Quite as red-headed as the girl had suggested, but tall and stalwart as well as surprised looking, the young electrician loomed in the doorway.

Mr. Raleigh Clifton wasted no words with him. The briefest nod acknowledged his existence. “It seems to be the general concurrence of opinion among the women of my household,” he affirmed, “that you are lacking in imagination as well as in impulsiveness. You are, however, as I understand, rated as a rattling good electrician.” With a shrug of the shoulder he delivered his ultimatum: “If Miss Fielding wants an old-man-Friday footstep illuminated on the stairs, illuminate it!”

“Old—man—Friday?” stammered the young electricity.

* * * * * * * * * * * *

Out of the shining white-and-silver circle of the breakfast table, under the shadowy festoons of bamboo and the bright staccato touch of holly berries, the girl passed swiftly to the two men. From the older man’s arid smile to the younger man’s puzzled grin she glanced with a soft, baffled sort of surprised and reproach.

“This isn’t a Robinson Crusoe party,” she explained with the faintest possible hint of sarcasm. “This is a Christmas party—the day of the Child. As there doesn’t happen to be any child for the party, I thought—I thought I’d have just a child’s silver footprint on the stairs, like a memory left in light instead of stone or cement.” From the great flapping pockets of her absurd pinafore she drew out two silvery, tin-foil patterns of a little child’s bare foot and handed them to the electrician.

Facile as fluid the tin foil curved to the warm palms of the young electrician’s astonished hands.

“Those—are—the patterns,” said the girl and turned on her heel.

In a clamor of stamping expressmen and back-door errand boys and front-door postmen and side-door chauffeurs the day banged itself away. At each new jar, jolt, joggle, the threat of shivered oak trees, of crackled meadows, of tall pines, snapping like slender-stemmed wine glasses, slashed through one’s startled senses. Like screaming lips stifled under glass, like a high note indefinitely sustained, crackle and hush, crackle and hush, the incredible day sped on to its equally incredible twilight.

* * * * * * * * * * * *

A last stitch here, a last tack there, a fresh twist to a holly ribbon, a compliment to the cook, an admonition to the stable boy, a smouch of red candle grease to extract from the hall rug, a slight alteration to be made in Mrs. Raleigh Clifton’s dinner gown, ice to dig from a refractory gutter—because everyone whose natural business it was to dig ice from refractory gutters proved infinitely busier with something else—flowers to rearrange, a cable to be sent to London, a cable to be received from London, a poll parrot’s cage to be turned at the last moment into a tinsel-latticed bower, a reporter from town to interview, and every guest’s name to be spelled correctly. Bang, bang, bang, bang, bang! Ting-a-ling-ling-ling-ling. A precipitant twilight hurtling itself into a precipitant night. Six o’clock, seven o’clock, eight o’clock, nine. New tasks to each hour—then a moment’s blissful slipping from aching shoes to soft-stockinged feet. A sigh begun but never finished. Then out of tinsel chaos and festooned ferment, sharper than the thorn of holly, shriller than the rustle of tissue paper, the age-old, utterly irreconcilable shock of the first guest’s arrival.

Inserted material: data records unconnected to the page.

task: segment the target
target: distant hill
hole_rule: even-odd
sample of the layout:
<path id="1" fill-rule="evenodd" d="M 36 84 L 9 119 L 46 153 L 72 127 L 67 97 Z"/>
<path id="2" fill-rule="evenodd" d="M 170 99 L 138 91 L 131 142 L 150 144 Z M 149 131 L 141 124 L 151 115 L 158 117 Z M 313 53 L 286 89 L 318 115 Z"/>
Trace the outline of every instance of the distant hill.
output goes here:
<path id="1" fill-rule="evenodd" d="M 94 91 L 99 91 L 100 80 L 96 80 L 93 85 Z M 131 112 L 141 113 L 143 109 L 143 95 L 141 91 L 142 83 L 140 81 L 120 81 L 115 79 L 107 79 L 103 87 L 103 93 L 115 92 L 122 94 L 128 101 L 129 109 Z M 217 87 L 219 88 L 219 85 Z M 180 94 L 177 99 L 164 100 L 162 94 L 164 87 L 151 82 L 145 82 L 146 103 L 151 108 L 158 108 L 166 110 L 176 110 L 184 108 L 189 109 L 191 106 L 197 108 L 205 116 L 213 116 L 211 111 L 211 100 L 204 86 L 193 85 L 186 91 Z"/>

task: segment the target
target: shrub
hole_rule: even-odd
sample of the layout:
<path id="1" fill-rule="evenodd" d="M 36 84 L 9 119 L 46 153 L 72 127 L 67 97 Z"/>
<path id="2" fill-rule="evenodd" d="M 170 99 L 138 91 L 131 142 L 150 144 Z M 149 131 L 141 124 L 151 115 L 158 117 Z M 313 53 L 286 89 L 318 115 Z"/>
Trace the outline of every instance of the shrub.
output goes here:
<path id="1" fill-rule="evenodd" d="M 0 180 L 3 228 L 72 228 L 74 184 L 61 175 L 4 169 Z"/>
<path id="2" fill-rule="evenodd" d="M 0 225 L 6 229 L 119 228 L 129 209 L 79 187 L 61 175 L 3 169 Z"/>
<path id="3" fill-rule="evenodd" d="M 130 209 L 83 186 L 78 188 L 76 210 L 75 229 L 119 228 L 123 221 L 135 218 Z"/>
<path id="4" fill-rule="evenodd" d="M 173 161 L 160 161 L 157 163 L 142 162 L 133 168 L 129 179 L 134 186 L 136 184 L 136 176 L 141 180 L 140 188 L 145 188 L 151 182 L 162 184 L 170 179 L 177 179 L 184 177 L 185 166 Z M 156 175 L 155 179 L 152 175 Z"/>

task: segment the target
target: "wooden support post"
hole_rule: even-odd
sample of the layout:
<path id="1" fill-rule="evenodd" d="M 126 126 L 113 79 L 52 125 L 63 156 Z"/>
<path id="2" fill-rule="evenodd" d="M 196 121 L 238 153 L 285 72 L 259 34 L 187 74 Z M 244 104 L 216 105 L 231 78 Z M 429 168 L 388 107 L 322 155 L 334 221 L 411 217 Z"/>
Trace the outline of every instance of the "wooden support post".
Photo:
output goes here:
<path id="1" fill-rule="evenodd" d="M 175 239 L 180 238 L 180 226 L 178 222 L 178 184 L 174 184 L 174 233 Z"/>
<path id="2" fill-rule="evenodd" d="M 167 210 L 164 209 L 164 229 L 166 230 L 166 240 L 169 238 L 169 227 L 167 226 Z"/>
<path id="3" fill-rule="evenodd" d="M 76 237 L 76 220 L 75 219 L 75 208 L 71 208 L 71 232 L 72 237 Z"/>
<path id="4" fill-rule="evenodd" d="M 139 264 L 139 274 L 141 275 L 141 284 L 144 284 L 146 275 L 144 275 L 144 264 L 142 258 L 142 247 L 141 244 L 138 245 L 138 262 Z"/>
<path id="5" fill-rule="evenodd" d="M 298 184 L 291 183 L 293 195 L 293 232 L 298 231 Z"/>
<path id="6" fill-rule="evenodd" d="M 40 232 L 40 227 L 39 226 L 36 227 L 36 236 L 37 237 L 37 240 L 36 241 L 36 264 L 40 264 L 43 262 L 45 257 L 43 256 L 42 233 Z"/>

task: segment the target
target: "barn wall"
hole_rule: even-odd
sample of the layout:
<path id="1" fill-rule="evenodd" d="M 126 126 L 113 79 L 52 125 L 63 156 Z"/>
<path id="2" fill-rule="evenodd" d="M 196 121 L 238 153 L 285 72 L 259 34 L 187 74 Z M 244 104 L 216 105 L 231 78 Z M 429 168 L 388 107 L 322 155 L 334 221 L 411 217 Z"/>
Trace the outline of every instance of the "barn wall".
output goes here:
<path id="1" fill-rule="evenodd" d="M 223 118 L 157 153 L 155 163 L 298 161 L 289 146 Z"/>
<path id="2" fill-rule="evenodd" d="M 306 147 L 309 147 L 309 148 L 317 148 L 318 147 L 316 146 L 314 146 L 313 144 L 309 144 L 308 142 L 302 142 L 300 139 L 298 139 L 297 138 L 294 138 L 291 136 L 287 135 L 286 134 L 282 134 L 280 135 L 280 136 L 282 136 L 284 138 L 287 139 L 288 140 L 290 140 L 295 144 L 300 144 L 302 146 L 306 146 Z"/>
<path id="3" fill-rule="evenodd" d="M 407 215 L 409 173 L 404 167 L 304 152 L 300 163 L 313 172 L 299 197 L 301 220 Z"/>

Caught in the green jungle of the lower hall, with her shoes in her hand, her absurd pinafore still unchanged, Star Fielding fled to the first haven she could reach, the screened alcove where the telephone struck its harsh metallic lips through great boughs infinitely more accustomed to the whisper of winds or the throaty chirp of birds. From the moment’s sacristy of the green maze she saw a dozen servants spring automatically to their appointed places, heard the great oaken door creak back before the onslaught of stamping feet and chattering voices, felt the sweet, unscented chill of the outdoors sweep through the exotic house, sensed rather than saw the blur of luxuriant furs, the flare of laughing faces, Mr. Raleigh Clifton’s austere hand clap down with unwonted demonstrativeness on a young man’s shoulder, Mrs. Raleigh Clifton’s precipitous herding of everyone to the jungle-dark stairs.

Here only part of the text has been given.